Coolier - 新生・東方創想話

銀色の殺人者~真実編~

2011/06/06 00:12:15
最終更新
サイズ
32.92KB
ページ数
1
閲覧数
1101
評価数
2/11
POINT
390
Rate
6.92

分類タグ

翌朝、妹紅は慧音より早く起きた、いや起きてしまった。昨日、深夜まで銀色の髪の女性の事を考えていて、あまり眠れなかったのだ。

「うぅ、眠いぜ。やっぱり、夜中に考え事はするもんじゃないな。」

妹紅は、重い瞼を精一杯開けながら、敷地に出て恒例となっている朝の体操を始めた。

「いっちにさ~んし。それにしても、腹減ったな~」

妹紅は、軽いストレッチをしながら、お腹から聞こえてくる虫の鳴き声を聞いてそう言った。
妹紅の声が聞こえたのか、慧音も目を擦りながら部屋から出てきた。

「御早う妹紅。朝から体を動かすなんて元気だな。」

「あ、ああ…御早う慧音。」

妹紅は、慧音の銀色の髪を見て少し動揺したが、慧音に挨拶をした。
慧音は、眠そうな顔をしながらも、精一杯笑顔を作った。

「すまないな、お腹が空いただろう。すぐに朝食の支度をしてくる。」

「ああ…有難う慧音。」

「どうした?。浮かない顔をしているが…」

「何でもないよ慧音。少し、寝不足なだけだから。」

慧音は、少し心配しながら妹紅を見つめた。しかし、妹紅は誤魔化すために話題を変えた。

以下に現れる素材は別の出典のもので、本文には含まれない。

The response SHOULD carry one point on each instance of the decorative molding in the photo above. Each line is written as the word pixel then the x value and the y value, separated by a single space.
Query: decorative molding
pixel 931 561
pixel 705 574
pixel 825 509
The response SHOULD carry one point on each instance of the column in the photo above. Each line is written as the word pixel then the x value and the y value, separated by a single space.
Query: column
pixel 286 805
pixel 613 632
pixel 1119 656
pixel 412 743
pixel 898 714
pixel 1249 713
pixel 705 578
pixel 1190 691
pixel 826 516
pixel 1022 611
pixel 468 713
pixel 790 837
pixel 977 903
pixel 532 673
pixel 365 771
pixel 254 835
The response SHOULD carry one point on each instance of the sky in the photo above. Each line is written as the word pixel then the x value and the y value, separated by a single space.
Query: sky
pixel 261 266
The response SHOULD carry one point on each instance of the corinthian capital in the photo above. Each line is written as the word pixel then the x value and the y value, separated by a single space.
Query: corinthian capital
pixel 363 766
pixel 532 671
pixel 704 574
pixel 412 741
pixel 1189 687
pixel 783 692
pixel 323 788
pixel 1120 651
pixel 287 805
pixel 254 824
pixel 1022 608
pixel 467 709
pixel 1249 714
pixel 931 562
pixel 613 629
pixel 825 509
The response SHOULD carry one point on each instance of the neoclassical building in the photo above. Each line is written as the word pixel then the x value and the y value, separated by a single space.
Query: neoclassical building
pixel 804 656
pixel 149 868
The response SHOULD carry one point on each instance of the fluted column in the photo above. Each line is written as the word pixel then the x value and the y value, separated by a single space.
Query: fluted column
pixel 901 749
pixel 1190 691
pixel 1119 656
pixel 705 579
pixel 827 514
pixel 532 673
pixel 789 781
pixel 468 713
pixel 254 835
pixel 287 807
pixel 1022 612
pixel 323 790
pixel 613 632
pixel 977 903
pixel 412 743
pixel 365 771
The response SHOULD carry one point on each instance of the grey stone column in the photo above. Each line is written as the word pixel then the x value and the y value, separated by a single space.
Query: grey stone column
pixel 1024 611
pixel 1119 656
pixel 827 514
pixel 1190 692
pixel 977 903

「ちょ、朝食が楽しみだな。け、慧音の料理は上手かったからな。」

「そ、そうかあ。そう言ってくれると何か照れるな。」

慧音は、顔を少し赤くして、照れながらそう言った。そして、朝食の支度をするために厨房へ向かった。妹紅は、暫く呆然としていたが、我に返り朝の体操を続けた。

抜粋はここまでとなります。